GEO Reentry Service’s fall transition celebrations are continuing with celebrations in Mendocino, Shasta and Imperial counties, California. The celebrations honor graduates of GEO Reentry’s intensive reentry programs and prepare them for life after community supervision.
The first celebration was on Dec. 9 in Shasta County, where 9 probationers graduated from the Shasta County Day Reporting Center.
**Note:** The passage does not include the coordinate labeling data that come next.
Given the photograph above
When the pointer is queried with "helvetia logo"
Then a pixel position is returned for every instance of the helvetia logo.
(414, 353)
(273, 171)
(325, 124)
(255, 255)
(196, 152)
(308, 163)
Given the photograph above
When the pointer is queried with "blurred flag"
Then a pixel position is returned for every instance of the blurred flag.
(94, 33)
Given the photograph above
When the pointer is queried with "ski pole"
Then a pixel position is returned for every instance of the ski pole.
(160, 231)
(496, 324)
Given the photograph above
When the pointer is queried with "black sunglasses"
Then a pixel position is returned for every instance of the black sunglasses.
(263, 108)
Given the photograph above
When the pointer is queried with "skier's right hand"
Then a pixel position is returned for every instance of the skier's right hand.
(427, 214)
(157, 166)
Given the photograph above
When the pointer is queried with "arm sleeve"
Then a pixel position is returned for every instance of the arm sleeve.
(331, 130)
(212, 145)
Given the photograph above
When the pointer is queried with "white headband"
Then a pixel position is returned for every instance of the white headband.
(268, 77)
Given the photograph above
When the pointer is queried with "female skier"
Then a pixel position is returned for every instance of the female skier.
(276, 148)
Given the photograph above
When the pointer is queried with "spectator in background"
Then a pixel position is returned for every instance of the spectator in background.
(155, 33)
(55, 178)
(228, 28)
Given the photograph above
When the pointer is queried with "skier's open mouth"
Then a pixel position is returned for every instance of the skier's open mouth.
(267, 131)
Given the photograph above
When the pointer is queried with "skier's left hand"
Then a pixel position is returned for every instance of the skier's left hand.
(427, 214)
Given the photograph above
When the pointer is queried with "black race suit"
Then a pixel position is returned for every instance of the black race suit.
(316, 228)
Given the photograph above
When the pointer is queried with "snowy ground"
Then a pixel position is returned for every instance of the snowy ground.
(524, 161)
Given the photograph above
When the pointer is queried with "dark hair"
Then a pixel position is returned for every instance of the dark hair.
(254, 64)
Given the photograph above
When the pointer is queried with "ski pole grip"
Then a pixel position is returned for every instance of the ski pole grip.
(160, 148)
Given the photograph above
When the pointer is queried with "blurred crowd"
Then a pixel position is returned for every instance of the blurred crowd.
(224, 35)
Then, on Dec. 11, a ceremony was held for the graduates of the Mendocino County Day Reporting Center. Finally, on Dec. 17, the first class of graduates to complete the Imperial County Day Reporting Center, which opened in March 2014, will graduate.
All three centers opened in response to California’s AB 109 legislation, aka Public Safety Realignment, where the responsibility of thousands of prisoners was shifted from the state level to counties. Following the legislation, counties were eager to pursue alternatives to incarceration to combat overcrowding and the high cost of incarceration.
Reentry programming is a smart alternative for individuals at risk of recidivating because it targets changing criminal behavior while teaching participants the necessary life skills to become successful members of their communities.
GEO Reentry Services hosts transition celebrations for graduates because they mark an important time in each participant’s life and are a way to honor the hard work participants have put forth in their own rehabilitation.
GEO Reentry programs require daily check-ins at the DRC, comprehensive behavioral therapy sessions, participation in group meetings and completion of life skills classes like GED, college or job prep, anger management and parenting classes. By the completion of the program, participants have spent, on average, 180 days reporting to the center.
GEO Reentry works with more than a dozen California counties to provide reentry programming and many more counties throughout the United States.